Scribbled Angelfish, scientifically named Chaetodontoplus duboulayi, is a type of marine fish with ray-like fins belonging to the Pomacanthidae family.
This fish is found in the southwestern Pacific Ocean. Scribbled angelfish typically lives in coastal and inner reef areas, which include rubble, soft bottoms, or open flat bottom areas with rock, coral, sponge, and seawhip outcrops.
These fish can be found in small groups and feed on sponges and tunicates.
They often form pairs or small groups and are occasionally exported for the aquarium trade.
However, scribbled angelfish is not considered reef-safe, meaning that if introduced into an aquarium environment, it can potentially harm coral reefs.

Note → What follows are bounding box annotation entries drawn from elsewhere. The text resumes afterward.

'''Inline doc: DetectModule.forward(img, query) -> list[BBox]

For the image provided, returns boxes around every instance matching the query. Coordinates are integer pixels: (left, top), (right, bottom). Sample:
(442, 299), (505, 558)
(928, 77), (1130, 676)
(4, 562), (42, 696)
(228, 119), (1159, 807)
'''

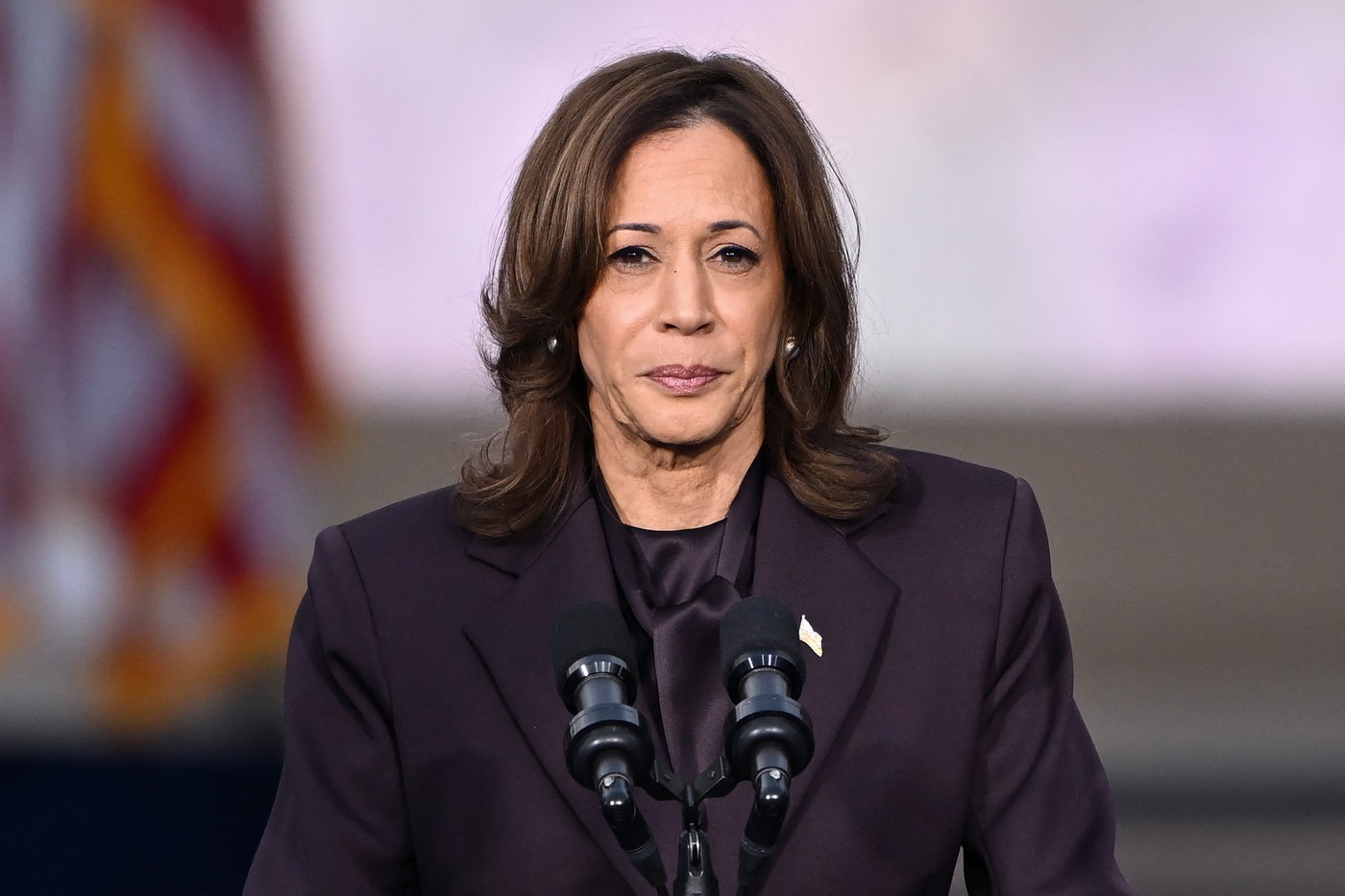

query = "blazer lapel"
(752, 476), (898, 828)
(464, 493), (648, 892)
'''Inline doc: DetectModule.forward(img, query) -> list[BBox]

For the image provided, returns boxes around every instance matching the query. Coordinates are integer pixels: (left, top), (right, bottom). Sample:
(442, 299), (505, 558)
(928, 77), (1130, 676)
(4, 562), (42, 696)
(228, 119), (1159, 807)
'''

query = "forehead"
(608, 122), (773, 228)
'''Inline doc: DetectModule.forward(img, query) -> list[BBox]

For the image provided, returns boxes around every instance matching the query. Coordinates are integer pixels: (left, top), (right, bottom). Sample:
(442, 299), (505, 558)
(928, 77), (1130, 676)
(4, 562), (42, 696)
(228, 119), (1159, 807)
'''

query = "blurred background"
(0, 0), (1345, 896)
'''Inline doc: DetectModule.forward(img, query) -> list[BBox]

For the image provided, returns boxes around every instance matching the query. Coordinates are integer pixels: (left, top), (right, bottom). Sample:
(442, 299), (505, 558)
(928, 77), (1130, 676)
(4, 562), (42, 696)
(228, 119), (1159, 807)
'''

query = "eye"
(713, 245), (761, 269)
(606, 246), (653, 268)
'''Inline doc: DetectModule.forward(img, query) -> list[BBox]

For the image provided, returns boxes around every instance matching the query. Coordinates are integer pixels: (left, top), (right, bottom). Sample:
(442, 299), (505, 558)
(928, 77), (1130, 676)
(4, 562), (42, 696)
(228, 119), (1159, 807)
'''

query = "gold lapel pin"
(799, 617), (821, 657)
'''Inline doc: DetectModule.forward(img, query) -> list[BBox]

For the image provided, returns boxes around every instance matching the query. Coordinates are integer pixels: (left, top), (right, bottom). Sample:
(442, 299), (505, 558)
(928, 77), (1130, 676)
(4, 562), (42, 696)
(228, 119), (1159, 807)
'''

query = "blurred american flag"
(0, 0), (324, 738)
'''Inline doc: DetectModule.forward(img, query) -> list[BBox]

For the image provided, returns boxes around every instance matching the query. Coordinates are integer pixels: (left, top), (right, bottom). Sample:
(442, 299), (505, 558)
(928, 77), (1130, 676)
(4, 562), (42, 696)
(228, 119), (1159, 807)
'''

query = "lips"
(645, 365), (723, 396)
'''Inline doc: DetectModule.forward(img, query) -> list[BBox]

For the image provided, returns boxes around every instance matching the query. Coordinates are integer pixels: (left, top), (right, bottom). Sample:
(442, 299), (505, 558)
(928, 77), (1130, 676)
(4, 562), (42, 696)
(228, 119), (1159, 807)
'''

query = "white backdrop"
(263, 0), (1345, 412)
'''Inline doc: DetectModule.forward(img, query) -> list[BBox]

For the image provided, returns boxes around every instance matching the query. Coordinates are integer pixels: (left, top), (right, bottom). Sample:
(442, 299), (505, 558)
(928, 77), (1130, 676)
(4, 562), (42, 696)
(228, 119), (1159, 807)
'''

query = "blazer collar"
(464, 475), (897, 892)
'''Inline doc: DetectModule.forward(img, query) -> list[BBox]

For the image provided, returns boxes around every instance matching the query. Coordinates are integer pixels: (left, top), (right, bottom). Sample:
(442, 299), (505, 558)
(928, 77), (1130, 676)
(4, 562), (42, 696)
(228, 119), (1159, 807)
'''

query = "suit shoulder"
(336, 486), (472, 553)
(866, 448), (1019, 531)
(888, 448), (1018, 496)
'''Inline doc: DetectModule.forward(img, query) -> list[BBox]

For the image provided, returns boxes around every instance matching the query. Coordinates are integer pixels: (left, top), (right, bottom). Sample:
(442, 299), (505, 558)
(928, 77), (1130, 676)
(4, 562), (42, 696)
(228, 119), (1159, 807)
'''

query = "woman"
(246, 53), (1130, 895)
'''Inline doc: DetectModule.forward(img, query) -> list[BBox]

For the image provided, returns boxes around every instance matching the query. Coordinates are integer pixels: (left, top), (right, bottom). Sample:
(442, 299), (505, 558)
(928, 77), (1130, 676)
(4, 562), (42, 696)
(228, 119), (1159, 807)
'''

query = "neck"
(593, 426), (761, 530)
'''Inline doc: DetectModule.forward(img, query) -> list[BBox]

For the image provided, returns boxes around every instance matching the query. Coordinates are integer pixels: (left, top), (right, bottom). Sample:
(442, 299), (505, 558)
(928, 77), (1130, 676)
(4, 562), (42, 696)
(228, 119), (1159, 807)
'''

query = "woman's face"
(578, 122), (784, 457)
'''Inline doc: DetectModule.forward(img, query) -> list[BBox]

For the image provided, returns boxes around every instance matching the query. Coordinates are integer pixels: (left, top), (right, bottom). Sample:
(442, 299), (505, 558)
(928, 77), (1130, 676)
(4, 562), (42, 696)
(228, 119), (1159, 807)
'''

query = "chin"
(635, 414), (736, 448)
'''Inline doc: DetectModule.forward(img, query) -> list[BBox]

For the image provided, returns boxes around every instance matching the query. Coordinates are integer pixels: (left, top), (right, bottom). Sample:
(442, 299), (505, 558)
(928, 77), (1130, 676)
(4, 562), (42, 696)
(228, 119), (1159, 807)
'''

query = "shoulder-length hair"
(456, 51), (900, 537)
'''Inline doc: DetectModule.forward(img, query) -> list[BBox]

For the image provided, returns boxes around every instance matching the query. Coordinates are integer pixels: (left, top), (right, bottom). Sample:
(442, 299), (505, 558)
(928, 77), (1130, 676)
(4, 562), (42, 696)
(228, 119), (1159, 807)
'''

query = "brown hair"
(457, 50), (900, 537)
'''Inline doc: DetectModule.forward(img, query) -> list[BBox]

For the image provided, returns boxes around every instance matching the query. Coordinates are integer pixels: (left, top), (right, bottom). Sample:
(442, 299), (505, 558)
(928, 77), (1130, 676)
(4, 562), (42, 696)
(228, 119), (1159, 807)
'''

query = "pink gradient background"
(263, 0), (1345, 412)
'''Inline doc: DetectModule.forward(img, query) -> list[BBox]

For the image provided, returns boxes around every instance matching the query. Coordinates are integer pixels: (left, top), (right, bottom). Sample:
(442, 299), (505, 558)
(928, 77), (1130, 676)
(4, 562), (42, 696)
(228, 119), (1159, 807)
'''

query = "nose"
(658, 262), (714, 335)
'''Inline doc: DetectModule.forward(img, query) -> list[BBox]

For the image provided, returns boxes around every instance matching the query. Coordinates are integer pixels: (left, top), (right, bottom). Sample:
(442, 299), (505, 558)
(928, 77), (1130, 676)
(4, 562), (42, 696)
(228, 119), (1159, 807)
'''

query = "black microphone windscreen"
(720, 594), (804, 681)
(551, 600), (638, 697)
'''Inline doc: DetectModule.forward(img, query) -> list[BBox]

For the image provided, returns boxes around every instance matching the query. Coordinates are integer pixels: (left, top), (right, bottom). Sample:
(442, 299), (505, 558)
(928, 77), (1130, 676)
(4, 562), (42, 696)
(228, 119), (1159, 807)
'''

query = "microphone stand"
(646, 755), (739, 896)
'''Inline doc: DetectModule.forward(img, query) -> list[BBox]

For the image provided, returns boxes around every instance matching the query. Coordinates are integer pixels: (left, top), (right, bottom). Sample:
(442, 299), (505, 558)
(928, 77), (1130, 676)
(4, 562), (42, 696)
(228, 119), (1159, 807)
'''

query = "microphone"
(720, 594), (813, 893)
(551, 601), (667, 892)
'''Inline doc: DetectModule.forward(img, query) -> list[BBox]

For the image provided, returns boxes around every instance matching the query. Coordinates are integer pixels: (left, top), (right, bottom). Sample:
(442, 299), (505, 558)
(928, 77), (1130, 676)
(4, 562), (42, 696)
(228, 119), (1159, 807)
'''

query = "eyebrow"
(602, 218), (766, 239)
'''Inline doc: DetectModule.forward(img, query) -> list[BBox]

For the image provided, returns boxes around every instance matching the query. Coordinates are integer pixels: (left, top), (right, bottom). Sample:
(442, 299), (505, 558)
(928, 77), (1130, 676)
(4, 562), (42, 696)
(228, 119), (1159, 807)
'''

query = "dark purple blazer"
(245, 452), (1131, 896)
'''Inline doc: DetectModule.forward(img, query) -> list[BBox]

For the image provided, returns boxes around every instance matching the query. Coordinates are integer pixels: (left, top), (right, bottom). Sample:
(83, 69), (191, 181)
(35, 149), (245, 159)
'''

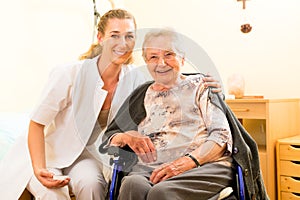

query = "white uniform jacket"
(0, 57), (149, 199)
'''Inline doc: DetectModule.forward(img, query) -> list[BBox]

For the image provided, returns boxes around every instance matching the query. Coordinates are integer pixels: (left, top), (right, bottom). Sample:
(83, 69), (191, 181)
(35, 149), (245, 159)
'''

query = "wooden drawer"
(227, 102), (266, 119)
(279, 144), (300, 161)
(281, 192), (300, 200)
(279, 160), (300, 177)
(280, 176), (300, 194)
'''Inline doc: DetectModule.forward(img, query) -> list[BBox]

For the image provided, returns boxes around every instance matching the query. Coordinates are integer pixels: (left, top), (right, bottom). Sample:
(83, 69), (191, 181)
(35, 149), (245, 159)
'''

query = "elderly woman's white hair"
(142, 28), (185, 59)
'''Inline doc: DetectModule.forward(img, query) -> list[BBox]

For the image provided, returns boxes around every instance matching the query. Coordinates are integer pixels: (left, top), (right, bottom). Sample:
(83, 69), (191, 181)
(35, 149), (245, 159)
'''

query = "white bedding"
(0, 112), (29, 160)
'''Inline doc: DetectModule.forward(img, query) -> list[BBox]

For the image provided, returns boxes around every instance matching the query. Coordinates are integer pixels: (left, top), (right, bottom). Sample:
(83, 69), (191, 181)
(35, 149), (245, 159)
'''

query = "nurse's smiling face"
(98, 18), (135, 65)
(144, 35), (184, 88)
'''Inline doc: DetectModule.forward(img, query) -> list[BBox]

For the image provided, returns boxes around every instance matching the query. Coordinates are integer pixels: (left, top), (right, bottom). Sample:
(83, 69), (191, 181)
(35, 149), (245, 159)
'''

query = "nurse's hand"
(35, 169), (70, 188)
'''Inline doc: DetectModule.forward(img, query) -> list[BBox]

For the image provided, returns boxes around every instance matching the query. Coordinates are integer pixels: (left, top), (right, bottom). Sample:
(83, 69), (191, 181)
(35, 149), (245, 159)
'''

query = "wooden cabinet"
(226, 99), (300, 200)
(276, 135), (300, 200)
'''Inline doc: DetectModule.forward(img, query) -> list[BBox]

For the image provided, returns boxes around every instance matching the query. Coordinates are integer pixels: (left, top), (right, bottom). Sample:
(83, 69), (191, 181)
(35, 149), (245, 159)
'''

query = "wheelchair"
(107, 147), (245, 200)
(99, 73), (268, 200)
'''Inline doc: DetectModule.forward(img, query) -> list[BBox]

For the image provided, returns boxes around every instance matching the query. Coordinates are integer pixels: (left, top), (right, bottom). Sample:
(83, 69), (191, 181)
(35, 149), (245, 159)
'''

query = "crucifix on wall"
(237, 0), (252, 33)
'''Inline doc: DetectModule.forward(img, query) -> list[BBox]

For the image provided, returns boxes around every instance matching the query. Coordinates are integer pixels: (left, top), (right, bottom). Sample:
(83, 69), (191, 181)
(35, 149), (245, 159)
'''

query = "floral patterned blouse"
(138, 75), (232, 167)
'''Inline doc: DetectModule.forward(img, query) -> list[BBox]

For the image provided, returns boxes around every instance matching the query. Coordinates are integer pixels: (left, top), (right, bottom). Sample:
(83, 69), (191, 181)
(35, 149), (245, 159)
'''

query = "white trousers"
(27, 150), (106, 200)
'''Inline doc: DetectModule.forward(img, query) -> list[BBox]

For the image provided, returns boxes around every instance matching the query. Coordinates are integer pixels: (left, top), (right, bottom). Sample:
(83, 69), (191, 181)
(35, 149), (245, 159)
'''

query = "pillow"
(0, 112), (29, 160)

Scribbled Angelfish Interesting Facts
- Scribbled angelfish is a species of marine angelfish found in the southwestern Pacific Ocean.
- They can be found in coastal and inner reef areas with rubble, soft bottoms, or open flat bottom areas with rock, coral, sponge, and seawhip outcrops.
- This fish feeds on sponges and tunicates and may be found in small groups or pairs.
- Although occasionally exported through the aquarium trade, scribbled angelfish are not considered safe for reefs.
Scribbled Angelfish Habitat
Scribbled angelfish is a marine fish found in the Indo-West Pacific region.
Its habitat ranges from northern Australia and parts of Indonesia to Lord Howe Island.
This fish lives in reef environments and doesn’t migrate.
It can be found at depths between 5 and 20 meters (about 16 to 66 feet) and thrives in tropical climates.
Scribbled Angelfish Physical Characteristics
Size: 11.0 inches (28.0 centimeters)
Scribbled angelfish can grow up to 28 cm (about 11 inches) in length.
This fish has 11 dorsal spines, 22 soft dorsal rays, 3 anal spines, and 21 soft anal rays.
The appearance of scribbled angelfish includes a dark blue body, yellow snout, and a broad yellow vertical band behind its head with a large white patch.
Males have thin horizontal wavy neon blue lines, or “scribbling,” on their bodies, which females don’t have.
The body depth of this fish is 1.6 to 1.8 times smaller than its length, and it has 80 to 90 scales in its longitudinal series.